Namun betapa kagetnya saat aku dapati rumahku sunyi dan sepi. Aku tak melihat lagi potoku yang dulu menghiasi dinding ruang keluarga. Aku hanya mendapati anak-anaku sedang tertidur pulas di atas tempat tidurnya masing-masing. “nak.. bangun nak, ini mamah datang… dimana papah?” tanyaku pada anak-anaku yang tetap tiada menjawab.
Taklama berselang aku dengar ada sebuah mobil memasuki pekarangan rumah. Dengan perasaan rindu aku cepat berlari keluar, aku ingin melihat suamiku, aku ingin memeluknya, dan melepas rasa rindu yang sudah sekian lama mengisi hari-hariku.
Namun betapa terkejutnya aku, ketika aku melihat seorang perempuan keluar dari mobil itu, dan memanggil papah kepada suamiku. Ingin rasanya aku melampiaskan marah kepadanya,, karena dia sudah merebut suamiku dari pelukanku. Tetapi tiba-tiba tubuhku seperti tertahan, manakala ibuku datang dan menghalang-halangi kemarahanku.

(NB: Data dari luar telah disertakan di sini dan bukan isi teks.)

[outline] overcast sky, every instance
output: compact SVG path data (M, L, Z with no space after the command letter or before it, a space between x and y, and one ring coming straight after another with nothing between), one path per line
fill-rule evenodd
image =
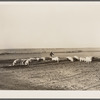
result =
M0 3L0 48L100 47L100 2Z

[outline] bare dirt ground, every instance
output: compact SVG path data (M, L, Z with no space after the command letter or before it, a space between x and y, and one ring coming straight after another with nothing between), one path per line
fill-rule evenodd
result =
M60 62L4 67L1 90L100 90L100 62Z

“nak… jangan marah pada perempuan itu, karena dia adalah istri dari bekas suamimu. Jangan marah pada bekas suamimu, karena dia berhak mencari istri setelah engkau meninggalkan dunia ini” kata ibuku seraya menahan amarahku. “itulah sebabnya agama telah mengajarkan kepada kita, bahwasannya, berikanlah cintamu sebesar-besarnya kepada Tuhanmu, karena Tuhan adalah satu-satunya Sang Pemilik cinta yang suci. Anak-anak yang engkau cintai, perlahan-lahan akan melupakanmu ketika engkau sudah mati. Suami yang engkau kasihi memiliki hak untuk mencari istri lagi ketika engkau sudah meninggal dunia. Harta yang engkau kumpulkan dengan susah payah, ternyata kini digunakan oleh orang lain. Tetapi Allah tetap akan mencintaimu, selama engkau mencintai-Nya juga”. Lanjut ibuku sambil mengajaku pulang  menuju kepusaraku.